After all, it was only on Sunday that Justin Rose pocketed a cool half-million at the Aberdeen Asset Management Scottish Open at Royal Aberdeen. Meanwhile, at the equally regal Royal Birkdale in Lancashire, Ricoh Women's British Open winner Mo Martin beamed down at a £277,887 winner's cheque as if it was her first born.
Serious moolah. And it gets more serious still this week as the Open Championship heads for Hoylake, where the world's best male players will squabble over a prize fund that now stands at £5.4m, an increase of £150,000 on what was on offer last year (and an increase of £5.4m on the very first Open, at Prestwick in 1860, when the gleeful winner went home with just a belt). This year's winner will walk away with £975,000.
If the fortunate fellow is already one of the game's elite players, the chances are that his first stop will be the nearest airport, where his private jet will be waiting. Ah yes, blessed are the birdie makers, for theirs is a comfortable cruising altitude and a lie-flat bed.
And as they head off for the land of nod - most likely by way of some convenient tax haven or other - they can dream of the cash bonuses they will be scooping up under the terms of their already lucrative sponsorship deals.
So nice work if you can get it. Trouble is, only a handful actually can. Purses are growing and the rich are getting richer, but that comforting neo-liberal theory of trickle-down economics is as much a myth in golf as any other area of life. There is a seemingly never-ending queue of wide-eyed wannabes ready to pursue dreams of glory, greatness and lashings of lovely loot on the men's European Tour, but most of them will be lucky if they even manage to recoup the £1400 they have to stump up just to enter qualifying school.
Yes, those who do come through that process will be given the golden ticket of a Tour card, but it quickly loses its shine if they cannot turn playing privileges into results and hard cash.
Nine years ago, Lloyd Saltman won the Silver Medal as low amateur when he finished 15th at the Open. He turned pro two years later, picked up regular (if modest) cheques, but then began to struggle. He plays mostly now on the third-tier EuroPro Tour, where his total earnings this year add up to £780.
At Birkdale last week, it was wonderful to watch Charley Hull, England's teenage phenomenon, light up the course with her wide smile and fearless golf.

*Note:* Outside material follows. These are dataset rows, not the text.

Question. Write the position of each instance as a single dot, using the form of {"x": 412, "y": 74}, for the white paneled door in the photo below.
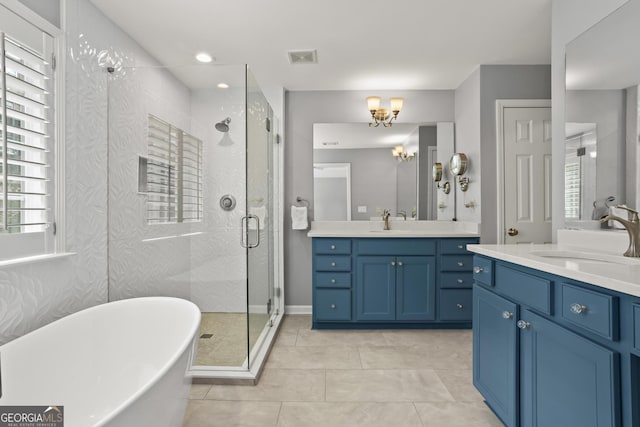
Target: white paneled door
{"x": 527, "y": 175}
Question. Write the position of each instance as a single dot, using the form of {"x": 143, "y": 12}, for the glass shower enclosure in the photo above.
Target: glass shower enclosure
{"x": 194, "y": 203}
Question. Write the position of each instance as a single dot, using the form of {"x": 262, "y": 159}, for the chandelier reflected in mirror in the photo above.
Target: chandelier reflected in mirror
{"x": 381, "y": 115}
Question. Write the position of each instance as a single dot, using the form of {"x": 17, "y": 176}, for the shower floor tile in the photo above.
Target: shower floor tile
{"x": 223, "y": 337}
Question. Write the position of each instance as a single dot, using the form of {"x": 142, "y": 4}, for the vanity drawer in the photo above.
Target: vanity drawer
{"x": 456, "y": 280}
{"x": 455, "y": 246}
{"x": 332, "y": 280}
{"x": 524, "y": 288}
{"x": 455, "y": 304}
{"x": 636, "y": 326}
{"x": 483, "y": 270}
{"x": 332, "y": 304}
{"x": 456, "y": 263}
{"x": 332, "y": 246}
{"x": 591, "y": 310}
{"x": 333, "y": 263}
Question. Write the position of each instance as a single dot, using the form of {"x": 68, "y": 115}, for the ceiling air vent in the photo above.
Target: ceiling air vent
{"x": 303, "y": 57}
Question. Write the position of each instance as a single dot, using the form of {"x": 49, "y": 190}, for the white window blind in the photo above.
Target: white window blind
{"x": 26, "y": 113}
{"x": 174, "y": 174}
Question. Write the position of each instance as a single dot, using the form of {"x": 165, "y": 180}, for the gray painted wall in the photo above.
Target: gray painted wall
{"x": 302, "y": 110}
{"x": 373, "y": 177}
{"x": 570, "y": 19}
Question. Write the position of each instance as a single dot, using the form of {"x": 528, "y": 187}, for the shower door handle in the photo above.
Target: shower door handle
{"x": 244, "y": 237}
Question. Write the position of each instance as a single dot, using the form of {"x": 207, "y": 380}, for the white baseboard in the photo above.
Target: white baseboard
{"x": 297, "y": 309}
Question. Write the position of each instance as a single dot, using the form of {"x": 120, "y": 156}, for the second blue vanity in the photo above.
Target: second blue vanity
{"x": 392, "y": 282}
{"x": 556, "y": 340}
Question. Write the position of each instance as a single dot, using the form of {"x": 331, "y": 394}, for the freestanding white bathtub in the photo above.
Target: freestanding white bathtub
{"x": 116, "y": 364}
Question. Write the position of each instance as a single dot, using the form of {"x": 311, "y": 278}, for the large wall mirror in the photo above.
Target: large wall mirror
{"x": 389, "y": 168}
{"x": 601, "y": 116}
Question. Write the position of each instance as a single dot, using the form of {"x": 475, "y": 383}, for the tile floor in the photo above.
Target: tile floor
{"x": 351, "y": 379}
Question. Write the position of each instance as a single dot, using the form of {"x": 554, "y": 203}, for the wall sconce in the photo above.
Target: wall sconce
{"x": 437, "y": 177}
{"x": 458, "y": 166}
{"x": 401, "y": 154}
{"x": 380, "y": 115}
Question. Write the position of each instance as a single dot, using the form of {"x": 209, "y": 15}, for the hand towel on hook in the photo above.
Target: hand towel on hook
{"x": 299, "y": 219}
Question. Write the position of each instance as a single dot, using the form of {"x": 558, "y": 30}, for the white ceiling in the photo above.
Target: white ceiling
{"x": 361, "y": 45}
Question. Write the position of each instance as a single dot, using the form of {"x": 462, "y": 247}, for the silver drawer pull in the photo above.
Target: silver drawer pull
{"x": 578, "y": 308}
{"x": 522, "y": 324}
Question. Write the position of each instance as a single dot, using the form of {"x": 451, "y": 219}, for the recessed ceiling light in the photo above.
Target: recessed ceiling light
{"x": 204, "y": 57}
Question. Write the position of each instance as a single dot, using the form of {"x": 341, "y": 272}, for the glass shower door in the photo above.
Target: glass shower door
{"x": 259, "y": 224}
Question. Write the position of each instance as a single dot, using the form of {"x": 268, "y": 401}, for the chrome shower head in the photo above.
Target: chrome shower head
{"x": 223, "y": 126}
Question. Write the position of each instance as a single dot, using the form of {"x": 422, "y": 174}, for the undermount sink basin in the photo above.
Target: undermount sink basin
{"x": 570, "y": 255}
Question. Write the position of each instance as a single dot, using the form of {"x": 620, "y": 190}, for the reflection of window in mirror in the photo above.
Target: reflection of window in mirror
{"x": 332, "y": 191}
{"x": 580, "y": 171}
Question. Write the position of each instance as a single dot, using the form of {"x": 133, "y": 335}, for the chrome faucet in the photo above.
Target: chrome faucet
{"x": 633, "y": 228}
{"x": 385, "y": 217}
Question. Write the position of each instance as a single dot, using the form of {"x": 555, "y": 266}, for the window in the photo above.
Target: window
{"x": 174, "y": 174}
{"x": 27, "y": 138}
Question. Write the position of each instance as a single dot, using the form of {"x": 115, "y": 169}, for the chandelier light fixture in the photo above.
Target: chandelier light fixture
{"x": 401, "y": 154}
{"x": 381, "y": 115}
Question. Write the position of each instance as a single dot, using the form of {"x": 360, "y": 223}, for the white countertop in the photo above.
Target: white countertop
{"x": 622, "y": 275}
{"x": 399, "y": 228}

Marvellous, too, to see Laura Davies roll back the years with that combination of power and finesse that made her the dominant figure in the women's game a quarter of a century ago.
Yet for me, the abiding image from the tournament was provided by neither player. Rather, it was the disconsolate group of competitors I saw checking out of my hotel on Saturday morning. All had missed the cut. The very fact they had been billeted in the same dilapidated bunkhouse as a member of the media speaks volumes in itself of their financial resources.

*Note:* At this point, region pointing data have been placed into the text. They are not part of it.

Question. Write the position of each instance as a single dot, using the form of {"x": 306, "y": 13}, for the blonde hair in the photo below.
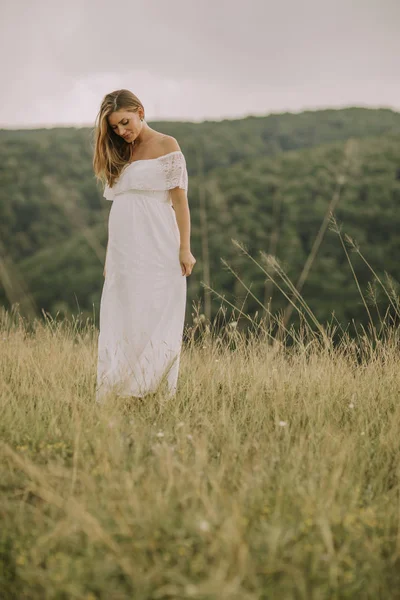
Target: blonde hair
{"x": 111, "y": 152}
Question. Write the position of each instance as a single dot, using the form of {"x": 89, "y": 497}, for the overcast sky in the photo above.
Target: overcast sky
{"x": 195, "y": 59}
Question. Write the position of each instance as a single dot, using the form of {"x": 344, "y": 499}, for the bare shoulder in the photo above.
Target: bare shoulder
{"x": 170, "y": 144}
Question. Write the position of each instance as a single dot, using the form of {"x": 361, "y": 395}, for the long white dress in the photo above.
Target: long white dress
{"x": 143, "y": 301}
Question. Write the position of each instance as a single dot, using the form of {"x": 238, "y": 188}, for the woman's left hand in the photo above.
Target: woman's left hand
{"x": 187, "y": 261}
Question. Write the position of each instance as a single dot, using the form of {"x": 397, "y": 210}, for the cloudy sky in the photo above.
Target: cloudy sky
{"x": 195, "y": 59}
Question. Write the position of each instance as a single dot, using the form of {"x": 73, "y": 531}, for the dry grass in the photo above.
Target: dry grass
{"x": 274, "y": 473}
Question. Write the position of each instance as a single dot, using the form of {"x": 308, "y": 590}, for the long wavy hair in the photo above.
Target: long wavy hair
{"x": 111, "y": 152}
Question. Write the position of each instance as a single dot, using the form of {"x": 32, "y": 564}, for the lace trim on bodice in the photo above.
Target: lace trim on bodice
{"x": 163, "y": 173}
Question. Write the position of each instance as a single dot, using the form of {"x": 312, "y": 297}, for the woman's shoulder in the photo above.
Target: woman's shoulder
{"x": 169, "y": 144}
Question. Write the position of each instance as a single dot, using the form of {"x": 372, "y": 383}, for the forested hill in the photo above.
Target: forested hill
{"x": 266, "y": 181}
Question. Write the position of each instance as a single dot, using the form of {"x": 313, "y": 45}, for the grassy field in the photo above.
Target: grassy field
{"x": 273, "y": 473}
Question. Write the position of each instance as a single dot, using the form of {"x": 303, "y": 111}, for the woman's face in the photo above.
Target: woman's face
{"x": 126, "y": 124}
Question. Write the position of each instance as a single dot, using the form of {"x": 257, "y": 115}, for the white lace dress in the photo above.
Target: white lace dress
{"x": 143, "y": 301}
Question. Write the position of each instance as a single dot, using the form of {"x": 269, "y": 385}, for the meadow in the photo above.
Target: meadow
{"x": 272, "y": 474}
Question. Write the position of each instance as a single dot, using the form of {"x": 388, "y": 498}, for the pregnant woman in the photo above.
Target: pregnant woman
{"x": 148, "y": 255}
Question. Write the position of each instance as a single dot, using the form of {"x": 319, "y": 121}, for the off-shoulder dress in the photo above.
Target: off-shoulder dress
{"x": 143, "y": 300}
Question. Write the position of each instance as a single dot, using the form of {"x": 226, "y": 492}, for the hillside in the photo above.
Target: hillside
{"x": 267, "y": 182}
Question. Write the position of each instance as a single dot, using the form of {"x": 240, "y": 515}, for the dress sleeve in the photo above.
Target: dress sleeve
{"x": 176, "y": 171}
{"x": 108, "y": 192}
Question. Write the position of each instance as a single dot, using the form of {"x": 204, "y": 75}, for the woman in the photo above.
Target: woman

As the Women's British Open is classed as a major, they at least had some money in their pockets, although £456 doesn't go very far when you have a caddie to pay on top of international travel expenses. As Anne Robinson might have put it, in reality they left with nothing.
In fact, even the high rollers of the sport don't have it quite so easy as the sums might make it seem. It is well to remember that the cheques they pick up there represent winnings, not earnings. Effectively, every one of them is on a performance-related pay deal.
Would any footballer ever agree to such an arrangement? A golfer who picks up £300,000 in a year is doing pretty well, and certainly playing pretty well, but bear in mind he - or just possibly she - is only getting what Wayne Rooney collects in a week. Rooney's rewards are guaranteed for the next five years; a golfer cannot even predict what the next round will bring in.
Recently, that point was made forcefully and eloquently by Erin Walker, wife of Jimmy Walker, who currently leads the PGA Tour money list. Writing on a golf website, she had the grace to admit that the $2,117,510 her husband picked up last year was 'a ton of money' but she pointed out that it was significantly diminished by travel, coaching and caddying costs.
"The 200 or so men on the PGA Tour are the best in the world at their chosen profession," she explained. "They represent about 0.0001% of the [US] population. Yes, they are paid well for their talents, but if you ask me they certainly deserve it."
There is a decent philosophical debate about whether the ability to hit a ball with a stick with a reasonable degree of accuracy has any intrinsic worth. But the very same debate could be had about men who chase inflated pigs' bladders around a field. There's no question in my mind about which group has the easier life.